私の塾にも子どもが言うことを聞かない、勉強しないと言うので相談に来るケースがあります。
口だけの親は子どもに甘く見られてしまう
こうしたケースに対しては、私はまず親御さんの教育から始めます。といっても、その子育てを責めることはしません。親御さんも迷いながら一生懸命に子育てをされてきたはずで、まさか自分の子どもがこうなるとは思っていなかったに違いないのです。
親御さんには「ルールは必ず守らせること」の大切さを説明し、「そのためには親御さん自身が言ったことは絶対守ってください」とアドバイスします。「スマホを取り上げるよ」と言うだけで実行しなければ、子どもは「どうせ口だけ」と思うようになり、「ごねれば無理が通る」と覚えてしまうからです。
親がブレないために、支柱として私がいる
このような話をすると、たいていの親御さんはハッとされます。ただ、頭では理解しても実際にやり通すのは骨が折れること。子どもが目の前で暴れれば、怖くなってスマホを渡してしまう気持ちも分からないではありません。
しかし、そこでブレないでほしいのです。親が折れてしまえば元の木阿弥。むしろ前より悪化してしまうことさえあるのです。
では、どうすればいいかというと、そのために私がいます。親御さんがブレそうになったとき、私が親御さんの話を聞いて、そのときに必要な対応を助言したり、勇気づけたり、私からお子さんに言い聞かせたりができます。
家庭の外にアドバイザーを見つけるといい
昔は親がブレそうになったり、親では子どもを言い聞かせられないとき、祖父母がよく力になってくれたものです。「おじいちゃんの雷が落ちたら終わり」というのが、私の子どもの頃も我が家の暗黙のルールとしてありました。それに、学校の先生も鬼教師と言われる生徒指導役がいるなど、厳しく指導されれました。
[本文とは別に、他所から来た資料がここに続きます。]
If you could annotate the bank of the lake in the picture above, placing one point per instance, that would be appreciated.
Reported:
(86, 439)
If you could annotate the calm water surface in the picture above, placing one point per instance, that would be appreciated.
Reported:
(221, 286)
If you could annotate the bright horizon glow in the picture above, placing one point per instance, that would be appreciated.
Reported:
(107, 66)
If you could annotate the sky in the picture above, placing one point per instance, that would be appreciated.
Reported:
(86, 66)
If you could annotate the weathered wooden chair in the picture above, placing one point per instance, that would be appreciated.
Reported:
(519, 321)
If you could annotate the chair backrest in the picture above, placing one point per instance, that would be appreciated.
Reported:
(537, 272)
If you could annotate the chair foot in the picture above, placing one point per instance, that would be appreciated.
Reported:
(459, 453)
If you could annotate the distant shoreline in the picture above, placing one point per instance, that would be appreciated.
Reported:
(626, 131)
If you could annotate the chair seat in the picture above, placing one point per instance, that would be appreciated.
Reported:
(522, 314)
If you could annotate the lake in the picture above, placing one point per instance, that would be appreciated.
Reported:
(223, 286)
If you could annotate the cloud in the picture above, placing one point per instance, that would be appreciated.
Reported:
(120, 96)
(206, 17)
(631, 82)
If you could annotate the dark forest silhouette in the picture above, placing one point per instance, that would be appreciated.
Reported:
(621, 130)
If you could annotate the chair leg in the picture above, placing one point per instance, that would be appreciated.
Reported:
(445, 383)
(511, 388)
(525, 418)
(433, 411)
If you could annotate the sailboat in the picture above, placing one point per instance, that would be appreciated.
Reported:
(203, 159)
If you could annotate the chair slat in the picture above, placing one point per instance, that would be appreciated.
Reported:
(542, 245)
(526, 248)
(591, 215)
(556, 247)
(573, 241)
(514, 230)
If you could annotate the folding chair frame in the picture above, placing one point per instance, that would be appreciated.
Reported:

しかし、今は核家庭が大半で、親の味方になってくれる祖父母はいないのが普通です。学校の先生方も体罰を避けるあまり、優しい指導に終始しがちです。
この環境を変えることは難しいですが、塾や習い事、学童保育など外部に協力を求めることはできます。子育ての悩みや不安は積極的に打ち明けて、アドバイスをもらっても恥ずかしいことではありません。
親と一緒に闘う相棒でありたい
私は子どもたちへの指導と同じくらい、親御さんの相談を大事にしています。塾生の親御さんとはまめに連絡を取り、情報交換をかなり密にするので、最初は驚かれる親御さんもいるほどです。
なぜ、そんなに密にするかと言うと、親御さんと私の両方の眼で見ていかないと、お子さんを多面的に捉えることはできず、見過ごすことが出てきてしまうからです。
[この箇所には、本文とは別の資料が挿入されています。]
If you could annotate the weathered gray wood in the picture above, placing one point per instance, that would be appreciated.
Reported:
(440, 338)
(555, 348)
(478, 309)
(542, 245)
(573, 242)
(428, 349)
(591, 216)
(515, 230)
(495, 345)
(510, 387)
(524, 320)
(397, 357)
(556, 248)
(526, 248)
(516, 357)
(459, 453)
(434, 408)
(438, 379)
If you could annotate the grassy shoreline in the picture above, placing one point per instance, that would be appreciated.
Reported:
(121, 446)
親御さんが気付く前に、塾での様子で「ちょっとこの頃おかしいな」と異変に気付くことも少なくありません。私が「最近の●●ちゃん、集中できないみたいですが、何かありました?」と尋ねたことで、親御さんが学校に問い合わせ、問題が見つかって早期解決できたこともありました。
子どもを多面的に見る、専門的な目で見てもらうということが、実はとても大事なのです。
まとめ
子育ては大変なこと、親の思い通りにならないことのほうが多いですが、親が逃げてしまったら子どもはどうしようもありません。親が潰れてしまわないために、私は親御さんを支え、一緒に子どもと向き合って闘っていきたいと思います。
松原塾は医学部専門予備校ですが、その本質はもっと深いところ、つまり「親子の関係づくり」や「子どもが頑張れるように親を導くこと」にあります。勉強ができる素地をしっかり固めることで、医学部レベルの難度の高い学問を吸収し、自分のものにしていくことができるのです。